Yani yüksek enflasyon­dan düşük enflasyona geçiş bekliyor kendisi... Faizler enflasyonun sebebi değil miydi? Daha da indir­seydi! Kim tuttu elini?

★★★

Ekonomi aynı zaman­da psikolojidir... Merkez Bankası Başkanı’nın “liralılaşma” söylemle­rini ciddiye alan kaldı mı? Kimse tarafından güven duyulmayınca uzun uzun konuşmasa boşuna...

Çıkıp kendi dedi enflas­yonda kalıcı düşüş baş­layınca faizler indirilecek diye... Gelen baskı üzeri­ne “Bu faizi sevip de kavuşamayanlar için indiriyorum” gibi çekir­deği doldurmayacak baha­neler ile faiz düşürüldü. O günden beri toparlayamadı kendini ekonomi...

★★★

Bu saatten sonra fa­izlerin düşmesi ve hatta artırılması orta, uzun vadede önemsiz... Çünkü ülkede artık öngörülebilir bir ekonomi yönetimi yok. İktidar sihirli değnek arayışında... O da ancak masallarda...

Saraydan izin almadan sanki bir şey yapabile­cekmiş gibi konuşmuyor mu... Tat vermiyor artık artistliği... Enflasyonun ne olacağını göreceğiz zaten pazartesi... Minimum aylık yüzde 9 yükselişle açılacak kapı...

★★★

Sizce hangisi daha kötü? Başkan’ın kendi söyle­diklerine inanması mı? Yoksa kendi söylediklerine inanmasa bile arkasında olması mı?

Merkez Bankaları “ba­ğımsız” olmalı ki siyasete hizmet etmesin... Ülke bu duruma düşmesin... Ba­ğımsızlık en temelde para­nın değerini siyasal iktidar­ların kısa vadeli çıkarları ve keyfi uygulamalarına feda etmemek için istenir.

★★★

Önümüzdeki seçime dönük, son kez koltukta oturma amacıyla yöne­tiliyor ülke... Sadece bu durumu gözlemleyen bile güçler ayrılığı ilkesinin, bağımsız kurumların neden önemli olduğunu iliklerine kadar hisseder.

Ülkenin para politikasını yöneten kurumun başkanı pazarlama elamanı gibi “Sahaya inin, camile­re gidin ve “Yuvam” hesabını anlatın. Döviz gelmesini sağlayın” diye talimat bile verdi. Hedef kitlenin camilere giden­ler olması enteresan değil mi? Sanki oraları satış merkezi!

★★★

Türk Lirası kontrollü bir biçimde değer yitirince ihracat artacak, ithalat azalacak, cari açık kapana­caktı...

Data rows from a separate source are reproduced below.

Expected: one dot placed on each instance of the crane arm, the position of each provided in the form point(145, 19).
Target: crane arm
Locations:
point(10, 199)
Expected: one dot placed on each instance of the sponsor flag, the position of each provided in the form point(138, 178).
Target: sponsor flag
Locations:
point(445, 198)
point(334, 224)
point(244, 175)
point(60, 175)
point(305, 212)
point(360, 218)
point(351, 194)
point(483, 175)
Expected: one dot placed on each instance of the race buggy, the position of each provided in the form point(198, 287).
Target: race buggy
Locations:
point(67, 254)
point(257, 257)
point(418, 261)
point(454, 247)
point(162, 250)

Faizlerin indirilmesiy­le birlikte ise yatırımlar artacak, en büyük sorun işsizlikte ilerleme kaydedi­lecekti. Keşke her şey bu kadar basit olsaydı...

★★★

Problem artık tek başına ne faiz, ne döviz, ne enf­lasyon, ne hazine yöneti­mi, ne maliye, ne ekonomi yönetimi... Sorun hepsi ve hiçbiri...

Bu sorunlardan kaçabilir­siniz ama saklanamazsınız. Eninde sonunda karşınıza çıkınca da sıvışamazsınız.

İşin fena tarafı, Merkez Bankası faizinin seviyesi sana bana mantıksız geli­yor ama sorsan bazılarına ölümüne savunurlar! Oysa biraz etraflarına tarafsızca baksalar, anlarlar.